Interview: Councilwoman Melanie Houston of Grandview Heights, Ohio

BY ON February 14, 2018

This is a Moms Clean Air Force exclusive interview with Councilwoman Melanie Houston of Grandview Heights, Ohio. Melanie has been working on issues of oil and gas operations with Laura Burns, our Moms Clean Air Force Ohio organizer.

What is unique about protecting your community’s resources?

Grandview Heights is a vibrant, small community in Central Ohio. We have approximately 7,000 residents and are located just a few miles outside of downtown Columbus, Ohio. Our city has walkable streets, excellent schools and community gathering places, and an amazing sense of community. It’s a terrific place to raise a family. One common challenge we face is continuing to preserve and grow our greenspaces as our real estate is so valuable for economic development. A more unique challenge is our size. While we have a very progressive community and some great sustainability efforts such as our “walking school bus”, we have challenges implementing bolder sustainability goals because our city staff is so small and many of our of staff wear multiple hats. Additionally, our council member roles are all part-time.

As a parent are you concerned about the effects of climate change on your children and the children of your community?

My four-year old daughter is the biggest source of inspiration for me as I undertake my climate work, and she recently accompanied me to testify in front of the EPA on the America’s Clean Power Plan roll back. If we don’t step up to the challenge of climate change, we risk leaving our children worse off than we were. For anyone who wants their kid to have a bright future, that is unacceptable. A large part of my work on Grandview Heights City Council will be advancing sustainability goals while also pursuing opportunities to keep our kids safe and healthy. Often times, these two will go hand-in-hand.

Why is a bipartisan effort so important, and how can efforts to address clean air and climate change be achieved in our current political climate?

Climate change should in no way be a partisan issue. While we have reached a new level of political polarization in this country, there are also hopeful signals that we can break this pattern. One example is that young conservatives are much more likely to accept climate science and to support climate action. Another example is the number of powerful women running for office and stepping into leadership roles.

Is there anything you’d like to share with Moms Clean Air Force’s members?

Despite federal rollbacks on climate policies, I am still hopeful for the future. I am hopeful that as younger leaders replace older leaders, and as more women step into office, we will see real progress on climate policies. Research shows that when women get into office, they are more collaborative (and able to work across the aisle) and pass policies that are good for families and children. Emily’s List has seen the number of women expressing interest in running for office rise from 1,000 to 20,000 in the last year. I am also hopeful because cities large and small are publicly acknowledging and taking meaningful steps to address climate change.
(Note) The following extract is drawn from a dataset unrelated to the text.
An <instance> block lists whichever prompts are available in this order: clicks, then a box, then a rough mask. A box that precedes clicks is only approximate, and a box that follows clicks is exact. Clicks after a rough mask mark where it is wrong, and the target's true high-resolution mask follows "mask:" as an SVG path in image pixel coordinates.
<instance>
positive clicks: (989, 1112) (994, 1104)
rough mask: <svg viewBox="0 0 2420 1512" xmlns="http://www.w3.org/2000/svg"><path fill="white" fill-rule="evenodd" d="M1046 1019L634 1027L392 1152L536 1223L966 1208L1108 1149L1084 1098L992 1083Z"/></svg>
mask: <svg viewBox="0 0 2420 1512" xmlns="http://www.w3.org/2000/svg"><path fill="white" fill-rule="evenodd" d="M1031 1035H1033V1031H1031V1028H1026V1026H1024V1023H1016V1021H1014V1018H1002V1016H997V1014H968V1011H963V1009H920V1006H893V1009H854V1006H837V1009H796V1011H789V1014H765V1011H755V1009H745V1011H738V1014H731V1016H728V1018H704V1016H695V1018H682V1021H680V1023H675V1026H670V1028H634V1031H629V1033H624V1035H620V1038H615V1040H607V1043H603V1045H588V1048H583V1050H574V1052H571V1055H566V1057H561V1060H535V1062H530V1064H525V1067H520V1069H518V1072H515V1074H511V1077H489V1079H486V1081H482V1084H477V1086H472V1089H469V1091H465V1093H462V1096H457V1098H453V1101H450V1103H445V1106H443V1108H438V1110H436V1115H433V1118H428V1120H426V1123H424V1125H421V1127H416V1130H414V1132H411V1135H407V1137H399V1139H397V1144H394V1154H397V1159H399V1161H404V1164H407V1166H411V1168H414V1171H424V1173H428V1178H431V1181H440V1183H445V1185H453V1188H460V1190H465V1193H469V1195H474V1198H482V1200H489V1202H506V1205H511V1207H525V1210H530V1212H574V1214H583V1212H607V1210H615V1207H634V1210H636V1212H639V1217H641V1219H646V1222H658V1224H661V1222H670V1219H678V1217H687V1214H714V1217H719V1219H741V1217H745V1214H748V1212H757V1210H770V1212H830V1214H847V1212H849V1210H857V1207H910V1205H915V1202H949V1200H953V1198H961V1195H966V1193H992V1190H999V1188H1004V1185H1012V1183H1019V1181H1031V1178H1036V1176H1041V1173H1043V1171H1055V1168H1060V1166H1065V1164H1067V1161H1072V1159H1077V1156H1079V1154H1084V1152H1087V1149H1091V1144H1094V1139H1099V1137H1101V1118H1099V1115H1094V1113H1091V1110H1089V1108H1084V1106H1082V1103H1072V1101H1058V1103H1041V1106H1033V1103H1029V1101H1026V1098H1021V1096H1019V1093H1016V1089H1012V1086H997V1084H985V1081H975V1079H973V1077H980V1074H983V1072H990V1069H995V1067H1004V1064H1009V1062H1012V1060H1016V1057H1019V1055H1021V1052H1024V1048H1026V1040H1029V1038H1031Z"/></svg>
Melanie Houston was elected to Grandview Heights City Council in November 2017. Melanie is also the Director of Climate Programs for the Ohio Environmental Council, a statewide advocacy organization. She has spent the better part of her career fighting for clean air and water for Ohio’s families. In 2016, she helped secure a landmark bill to better protect Ohioans’ drinking water from lead contamination. Melanie lives with her husband, Michael, and her 4-year-old daughter, Quinn, in Grandview Heights.